Distinguished Career Award in Pediatric Pain
This award honors an individual with a long-standing, productive career in pediatric pain research. The awardee must have a track record of innovative research as evidenced by publications, sustained research support, national and international presentations, with participation or leadership of scientific research review groups or scientific organizations. The recipient should have demonstrated outstanding mentorship of research trainees and/or junior faculty, service to the professional community, with some contributions to the wider scientific community within a country nationally (or at an international level), and have a reputation of scientific integrity and academic collegiality within the field.

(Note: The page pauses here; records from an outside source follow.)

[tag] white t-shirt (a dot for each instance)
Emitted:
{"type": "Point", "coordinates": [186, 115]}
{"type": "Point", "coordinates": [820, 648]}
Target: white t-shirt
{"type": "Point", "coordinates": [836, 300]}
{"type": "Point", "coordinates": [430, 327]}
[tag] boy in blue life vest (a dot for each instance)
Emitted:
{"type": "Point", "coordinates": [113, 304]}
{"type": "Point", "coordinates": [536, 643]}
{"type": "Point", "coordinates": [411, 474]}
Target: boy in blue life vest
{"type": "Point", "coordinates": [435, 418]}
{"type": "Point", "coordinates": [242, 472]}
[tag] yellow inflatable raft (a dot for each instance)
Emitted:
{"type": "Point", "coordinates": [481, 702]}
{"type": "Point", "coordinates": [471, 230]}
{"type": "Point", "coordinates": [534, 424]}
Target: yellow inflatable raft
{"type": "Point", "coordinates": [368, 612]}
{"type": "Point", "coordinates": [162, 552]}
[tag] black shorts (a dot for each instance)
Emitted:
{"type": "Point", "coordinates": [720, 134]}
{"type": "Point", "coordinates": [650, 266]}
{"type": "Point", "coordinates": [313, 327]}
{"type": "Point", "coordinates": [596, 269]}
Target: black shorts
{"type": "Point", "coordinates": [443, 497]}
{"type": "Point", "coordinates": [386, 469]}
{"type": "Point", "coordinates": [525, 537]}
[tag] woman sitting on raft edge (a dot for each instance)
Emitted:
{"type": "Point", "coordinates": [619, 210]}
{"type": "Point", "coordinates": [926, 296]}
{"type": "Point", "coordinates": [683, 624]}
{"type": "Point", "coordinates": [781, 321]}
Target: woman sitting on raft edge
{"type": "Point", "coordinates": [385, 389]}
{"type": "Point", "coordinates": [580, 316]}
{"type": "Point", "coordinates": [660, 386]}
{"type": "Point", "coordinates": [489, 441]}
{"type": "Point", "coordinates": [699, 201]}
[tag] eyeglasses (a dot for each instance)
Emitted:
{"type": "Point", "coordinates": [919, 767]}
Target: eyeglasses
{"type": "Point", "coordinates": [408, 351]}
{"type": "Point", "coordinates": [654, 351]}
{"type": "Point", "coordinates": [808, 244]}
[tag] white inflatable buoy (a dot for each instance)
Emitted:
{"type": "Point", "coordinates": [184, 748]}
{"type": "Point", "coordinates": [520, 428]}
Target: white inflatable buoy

2022 Winner: Céleste Johnston
Céleste Johnston, OC, RN, DEd, FCAHS, is Emerita Professor of McGill University, where she held a James McGill Chair. Her research, spanning four decades, has focused primarily on pain in neonates, particularly those born preterm. She was among the first to systematically describe a multidimensional pain response in healthy infants. Thereafter, all her neonatal studies generated new data from the pain experiences of preterm neonates which included providing data for a composite measure of acute pain, conducting a cross-Canada survey of pain management in the NICU with a 12 year follow-up, determining the effectiveness of non-pharmacological interventions to relieve acute procedural pain in neonates as well as examining factors related to pain response. Her most recent research examined the effectiveness of skin-to-skin contact, or Kangaroo Care, for reduction of acute pain response. She has held key leadership roles including being Secretary of SIG for Pain in Childhood, Council Member of IASP and President of the Canadian Pain Society. She has received numerous awards for her research including Honorary Member of IASP, Distinguished Career Award and Mentorship Award of the Canadian Pain Society, Jeffrey Lawson Award for pain advocacy in children from the American Pain Society, and the Canadian Nurses Association Centennial Award. Most recently Céleste was named an Officer of the Order of Canada in honour of her lifelong accomplishments in the area of pain in neonates. Her pride and joy has been the outstanding students with whom she was privileged to work.